I terremoti, le alluvioni, le frane, le eruzioni vulcaniche, gli attentati terroristici, gli atti vandalici, gli incidenti stradali e ferroviari, i blackout, il crollo di edifici o ponti…
Infine c’è l’errore del “medico” che è intervenuto sull’organismo e la trascuratezza nel tempo dovuta alla superficiale sottovalutazione di segnali premonitori.
Ma qual è il messaggio che si ricava dal considerare valido e plausibile questo paragone?
Che per intervenire su un organismo vivente bisogna avere un approccio sistemico e considerarlo non come una somma di parti distinte ma come un tutto in cui ogni singola parte è in stretta relazione con le altre. Dalla condizione di una parte dipende la condizione di tutte le altre e la qualità della vita, con le relative prestazioni, dell’organismo stesso.
Con questo bisogna accettare anche che, come tutti gli organismi viventi, anche questo possa un giorno morire, giungendo alla fine del suo ciclo di vita.

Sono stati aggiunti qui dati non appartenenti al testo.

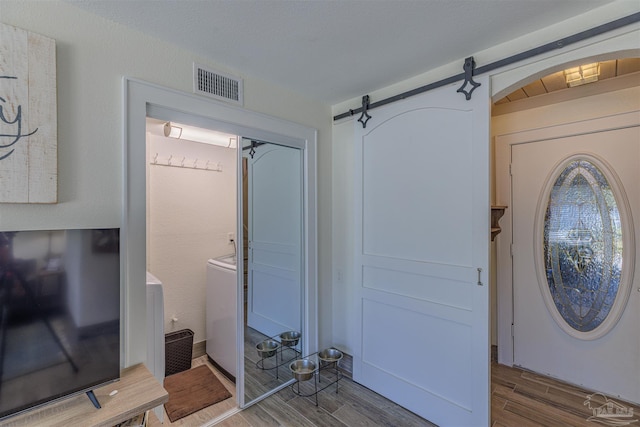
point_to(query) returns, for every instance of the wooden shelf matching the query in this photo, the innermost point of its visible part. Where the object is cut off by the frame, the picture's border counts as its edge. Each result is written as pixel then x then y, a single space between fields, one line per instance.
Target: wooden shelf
pixel 138 391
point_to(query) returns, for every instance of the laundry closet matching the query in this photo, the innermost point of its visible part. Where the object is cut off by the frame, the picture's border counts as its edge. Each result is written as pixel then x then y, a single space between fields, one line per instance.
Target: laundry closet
pixel 191 228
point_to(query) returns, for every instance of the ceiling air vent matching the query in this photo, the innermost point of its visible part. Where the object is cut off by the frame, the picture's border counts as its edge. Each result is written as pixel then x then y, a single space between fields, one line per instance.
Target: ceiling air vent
pixel 214 84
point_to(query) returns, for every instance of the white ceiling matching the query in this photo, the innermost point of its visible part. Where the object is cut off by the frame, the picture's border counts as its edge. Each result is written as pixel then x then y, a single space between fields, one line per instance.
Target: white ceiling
pixel 334 50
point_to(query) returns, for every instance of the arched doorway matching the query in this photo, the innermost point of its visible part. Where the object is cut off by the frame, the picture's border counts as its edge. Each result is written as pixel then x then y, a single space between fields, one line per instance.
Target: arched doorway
pixel 551 117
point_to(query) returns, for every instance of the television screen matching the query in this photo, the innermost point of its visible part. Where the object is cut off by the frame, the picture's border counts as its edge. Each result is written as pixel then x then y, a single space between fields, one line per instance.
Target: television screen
pixel 59 314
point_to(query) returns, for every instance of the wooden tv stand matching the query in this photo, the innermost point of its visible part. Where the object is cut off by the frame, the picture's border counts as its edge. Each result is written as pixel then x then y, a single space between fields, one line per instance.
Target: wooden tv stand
pixel 138 391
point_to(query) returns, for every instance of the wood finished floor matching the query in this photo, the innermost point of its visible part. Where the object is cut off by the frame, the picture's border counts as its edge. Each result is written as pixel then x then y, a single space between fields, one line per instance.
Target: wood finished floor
pixel 518 399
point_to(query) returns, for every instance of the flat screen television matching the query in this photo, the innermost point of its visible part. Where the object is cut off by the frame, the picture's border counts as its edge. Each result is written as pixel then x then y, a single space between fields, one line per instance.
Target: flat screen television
pixel 59 314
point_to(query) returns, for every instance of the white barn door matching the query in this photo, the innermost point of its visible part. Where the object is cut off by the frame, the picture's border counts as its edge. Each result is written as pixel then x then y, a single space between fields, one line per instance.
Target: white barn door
pixel 422 255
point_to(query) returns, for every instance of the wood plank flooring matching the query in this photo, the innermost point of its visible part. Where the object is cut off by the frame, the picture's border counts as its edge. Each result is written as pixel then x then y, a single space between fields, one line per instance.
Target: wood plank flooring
pixel 518 399
pixel 523 398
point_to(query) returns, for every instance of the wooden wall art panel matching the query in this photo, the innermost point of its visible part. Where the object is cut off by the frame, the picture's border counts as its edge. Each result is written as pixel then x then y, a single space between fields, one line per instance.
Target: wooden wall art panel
pixel 28 117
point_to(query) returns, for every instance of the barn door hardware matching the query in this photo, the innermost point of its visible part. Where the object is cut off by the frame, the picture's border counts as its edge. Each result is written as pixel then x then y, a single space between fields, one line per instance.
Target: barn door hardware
pixel 513 59
pixel 365 107
pixel 469 66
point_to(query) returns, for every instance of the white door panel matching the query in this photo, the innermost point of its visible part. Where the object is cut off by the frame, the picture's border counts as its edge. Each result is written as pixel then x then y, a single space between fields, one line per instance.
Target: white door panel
pixel 422 238
pixel 610 363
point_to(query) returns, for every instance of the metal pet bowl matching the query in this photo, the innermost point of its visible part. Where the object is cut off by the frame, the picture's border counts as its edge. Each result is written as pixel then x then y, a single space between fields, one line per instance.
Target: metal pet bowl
pixel 267 348
pixel 290 338
pixel 302 369
pixel 330 355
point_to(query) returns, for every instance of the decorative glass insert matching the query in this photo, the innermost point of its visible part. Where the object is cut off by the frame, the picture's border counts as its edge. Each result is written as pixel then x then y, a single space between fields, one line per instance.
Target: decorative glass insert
pixel 583 245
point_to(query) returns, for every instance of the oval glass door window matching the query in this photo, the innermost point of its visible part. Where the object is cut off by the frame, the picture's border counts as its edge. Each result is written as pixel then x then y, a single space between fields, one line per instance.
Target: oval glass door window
pixel 583 248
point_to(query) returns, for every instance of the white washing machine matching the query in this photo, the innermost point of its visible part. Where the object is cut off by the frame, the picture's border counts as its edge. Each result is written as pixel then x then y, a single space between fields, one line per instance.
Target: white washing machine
pixel 155 333
pixel 221 328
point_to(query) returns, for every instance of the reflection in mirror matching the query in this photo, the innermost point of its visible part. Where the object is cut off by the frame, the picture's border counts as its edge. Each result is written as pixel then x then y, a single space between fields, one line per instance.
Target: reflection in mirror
pixel 273 263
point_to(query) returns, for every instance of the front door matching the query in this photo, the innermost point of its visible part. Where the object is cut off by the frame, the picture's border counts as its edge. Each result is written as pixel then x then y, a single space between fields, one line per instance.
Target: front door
pixel 576 301
pixel 421 240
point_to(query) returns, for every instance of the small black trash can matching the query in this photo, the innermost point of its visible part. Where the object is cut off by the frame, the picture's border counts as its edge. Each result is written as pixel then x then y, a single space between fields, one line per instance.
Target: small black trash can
pixel 178 347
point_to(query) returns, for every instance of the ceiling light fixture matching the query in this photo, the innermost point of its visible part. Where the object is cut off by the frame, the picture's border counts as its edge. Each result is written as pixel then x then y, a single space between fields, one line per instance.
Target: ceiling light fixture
pixel 205 136
pixel 583 74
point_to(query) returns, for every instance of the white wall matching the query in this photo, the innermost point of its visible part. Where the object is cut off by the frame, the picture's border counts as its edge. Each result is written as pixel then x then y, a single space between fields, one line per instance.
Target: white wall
pixel 190 215
pixel 343 161
pixel 92 56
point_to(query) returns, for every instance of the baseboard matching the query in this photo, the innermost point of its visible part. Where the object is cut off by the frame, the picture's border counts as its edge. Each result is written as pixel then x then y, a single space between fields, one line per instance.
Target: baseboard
pixel 346 365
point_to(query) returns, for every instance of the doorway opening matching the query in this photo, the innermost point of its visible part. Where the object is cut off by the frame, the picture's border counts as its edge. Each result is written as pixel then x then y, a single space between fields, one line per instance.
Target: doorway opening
pixel 521 120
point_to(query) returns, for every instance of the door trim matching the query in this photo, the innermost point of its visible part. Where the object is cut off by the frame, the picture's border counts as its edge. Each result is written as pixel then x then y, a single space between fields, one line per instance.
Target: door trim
pixel 503 144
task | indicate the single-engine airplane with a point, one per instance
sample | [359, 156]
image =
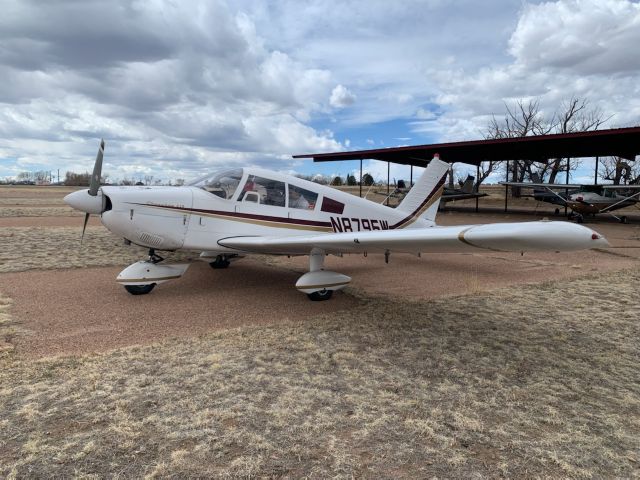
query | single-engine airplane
[449, 193]
[239, 211]
[584, 199]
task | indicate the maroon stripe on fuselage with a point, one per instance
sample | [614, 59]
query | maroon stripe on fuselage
[265, 218]
[426, 200]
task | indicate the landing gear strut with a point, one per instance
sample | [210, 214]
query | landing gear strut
[318, 283]
[142, 277]
[221, 261]
[139, 289]
[154, 257]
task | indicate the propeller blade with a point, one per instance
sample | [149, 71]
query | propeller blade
[94, 185]
[84, 227]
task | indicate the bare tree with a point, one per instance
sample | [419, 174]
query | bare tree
[619, 171]
[526, 119]
[573, 116]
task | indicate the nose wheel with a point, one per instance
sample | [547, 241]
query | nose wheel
[139, 289]
[320, 296]
[221, 261]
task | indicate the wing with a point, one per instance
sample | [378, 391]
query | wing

E qui si trova una delle più importanti novità, nell’approccio contemporaneo alla sostenibilità dello sviluppo degli edifici, delle città, dei territori… La possibilità di “riciclare” l’organismo a fine vita, facendolo rientrare nel ciclo naturale, in un processo circolare che considera quello che una volta era rifiuto, come risorsa per un altro processo con un altro ciclo vitale.
Per fare questo occorre predisporlo dall’inizio, rivedendo tutti i processi della filiera produttiva che genera edifici, città, territori, trasformandoli da lineari in circolari.
Molti di noi sanno come fare ma occorre aumentare la consapevolezza di massa su questi temi, diffondere il nuovo paradigma in maniera capillare, raggiungendo il maggior numero di persone, come se si trattasse della diffusione di un virus benefico, che possa aiutare a migliorare la qualità dei nostri edifici, delle nostre città e dei nostri territori, che si trovano a misurarsi con le importanti sfide epocali dei flussi migratori, dei cambiamenti climatici, dell’instabilità economica e geopolitica, della globalizzazione…
Fino ad ora in Italia di questi temi se ne è parlato e ampiamente dibattuto ma è giunta l’ora di passare dalla parole ai fatti, mettendo in campo azioni concrete, ognuno per le sue possibilità, il suo ruolo, le sue competenze, le sue responsabilità.
Dunque, buona vita a tutti!
e.r.g.o.
p.s.: e.r.g.o. è l’acronimo del mio nuovo essere digitale e significa egidio raimondi green optimizer… quello che faccio lo spiego nelle sezioni del blog e nei prossimi post!